Peter Whalen was a priest and pastor in the Diocese of Tennessee for over thirty years. He was part of the “stitching” of the diocese, one of those people who was holding us together. He loved being with other clergy and with the People of God. Thank you Barbara, Chris, and Christy, for sharing him with us. He had endless energy and time to spend on being a pastor! He, like his Master, delighted in doing the will of him who sent him. In return, people loved him and gave thanks for his ministry in their midst.
Fr. Peter loved being with his fellow priests. One of my favorite memories of him is one time at St. Mary’s when the clergy gathered together after several years when there had been controversy in the church and it had been difficult to gather as a Clericus. If one side showed up the other wouldn’t: you know the sort of thing.
On this occasion, Peter and some others were so glad to be together again that they stayed up until the wee hours of the morning, no doubt telling funny stories, some of them (maybe) based on actual events. I hope we all know what that’s like. In this way, community was deepened and faith affirmed. Peter would love our gathering today.
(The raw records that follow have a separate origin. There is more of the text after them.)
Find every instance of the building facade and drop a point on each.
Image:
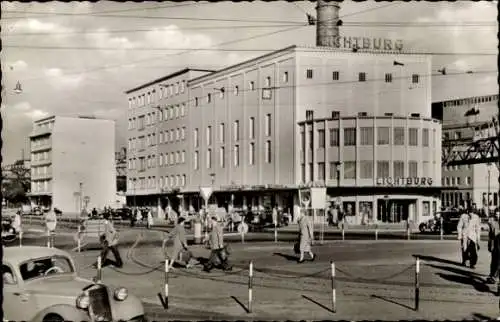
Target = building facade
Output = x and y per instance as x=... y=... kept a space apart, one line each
x=73 y=163
x=465 y=120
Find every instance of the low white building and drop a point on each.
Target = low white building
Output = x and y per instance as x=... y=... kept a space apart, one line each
x=73 y=163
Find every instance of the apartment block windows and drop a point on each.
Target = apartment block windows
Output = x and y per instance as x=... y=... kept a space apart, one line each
x=334 y=137
x=399 y=169
x=236 y=130
x=236 y=156
x=251 y=153
x=321 y=139
x=251 y=128
x=268 y=125
x=366 y=136
x=196 y=160
x=366 y=169
x=413 y=136
x=268 y=152
x=399 y=136
x=209 y=135
x=382 y=169
x=413 y=169
x=350 y=136
x=222 y=133
x=425 y=137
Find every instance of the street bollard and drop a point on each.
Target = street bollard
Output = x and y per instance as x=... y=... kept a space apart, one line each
x=250 y=286
x=166 y=282
x=99 y=269
x=334 y=288
x=417 y=283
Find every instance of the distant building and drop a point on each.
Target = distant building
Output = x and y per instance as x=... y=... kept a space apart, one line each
x=461 y=119
x=73 y=163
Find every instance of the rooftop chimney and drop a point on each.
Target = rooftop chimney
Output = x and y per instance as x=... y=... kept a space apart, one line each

I am so grateful to him for his ministry, at St. Philip’s Church, at Church of the Redeemer, and many other congregations in our diocese that he served at one time or another.
Our gospel, from the sixth chapter of John, is well-placed for its purpose today. It’s part of Jesus’ discourse on the bread of life, a profound meditation on the Eucharist that is a hallmark of St. John’s Gospel. The vocation of any priest is linked to the administration of the sacraments, and the celebration of the Eucharist is central to the pastoral charge. Jesus’ feeding of the five thousand, the context of our Gospel, is explicitly eucharistic: the gathering of the company, the giving of thanks to God, the meal shared in the wilderness. John makes clear in his telling what’s up with this feeding.
As if to underscore all of this, Jesus’ discourse itself highlights the theme of the Eucharist. “’Our ancestors ate manna in the wilderness… it is my Father who gives you the true bread from heaven. For the bread of God is that which comes down from heaven and gives life to the world…’ Jesus said to them, ‘I am the bread of life.’” (Jo. 6:31-35).
When we come to the altar to receive the bread of life and the cup of salvation, we receive the fullness of Jesus himself. His immortal life, raised from the dead, lives in us, and we live because of him. God’s will is to restore all things through Jesus Christ, and the sacrament is the foretaste, the promise of that renewal. “Because I live, you also will live” (Jo. 14:19), Jesus says later in John’s Gospel. Christ is just the first fruits, as St. Paul says, of a great harvest of life at Christ’s coming (1 Cor. 15:23).
Our Gospel is set within this context. The Eucharist that we celebrate today is a sign of the life of Christ that lives within us. “I have come down from heaven, not to do my own will, but the will of him who sent me. And this is the will of him who sent me, that I should lose nothing of all that he has given me, but raise it up on the last day. This is indeed the will of my Father, that all who see the Son and believe in him may have eternal life; and I will raise them up on the last day” (Jo. 6:38-40). The Eucharist is the token, the pledge and sign that we belong to Christ. No power, including the power of death, can separate us from him, or ourselves from one another in him.
It was Peter Whalen’s particular ministry, and his joy, to share the sacraments with others, to be a priest and pastor. As we celebrate this Eucharist today, we remember his ministry with thanksgiving, and receive the sacrament in faith, trusting that the God who raised Jesus Christ from the dead will raise us also with him. Thanks be to God!